- City: Parry Sound, Ontario, Canada
- League: Ontario Provincial Junior A Hockey League Northern Ontario Junior Hockey League
- Operated: 1994-2002
- Home arena: Bobby Orr Community Centre
- Colours: Green, Navy, Grey, and White

Franchise history
- 1977-1987: Parry Sound Shamrocks
- 1988-1991: Parry Sound Brewers
- 1994-2002: Parry Sound Shamrocks

= Parry Sound Shamrocks =

The Parry Sound Shamrocks were a Junior ice hockey team from Parry Sound, Ontario, Canada that played in the Ontario Provincial Junior A Hockey League.

==History==
The Shamrocks were originally formed in 1994 as a member of the Northern Ontario Junior Hockey League, but in 1999 the team made the move to the Ontario Provincial Junior Hockey League from 1994 to 2002.

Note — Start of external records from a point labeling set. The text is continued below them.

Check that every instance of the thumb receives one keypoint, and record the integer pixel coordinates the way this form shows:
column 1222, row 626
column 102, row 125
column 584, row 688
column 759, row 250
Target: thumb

Parry Sound made the Northern Ontario Junior A Hockey League finals against the Rayside-Balfour Sabrecats in their final two seasons in the NOJHA in 1998 and 1999. The Shamrocks lost both final series.

Over the summer of 1999, the Parry Sound Shamrocks moved to the Ontario Provincial Junior Hockey League, where the team had planned to cut travel costs. The plan worked, but the Shamrocks managed to accumulate debts over $80,000. The Shamrocks ice time fees remain unpaid till this day, and unsuccessfully tried to get the Seguin Bruins to pay for the outstanding debt five years after the Shamrocks folded, and Bruins were an expansion team into the OPJHL at the time. However, the Bruins rarely played at the Bobby Orr Community Centre.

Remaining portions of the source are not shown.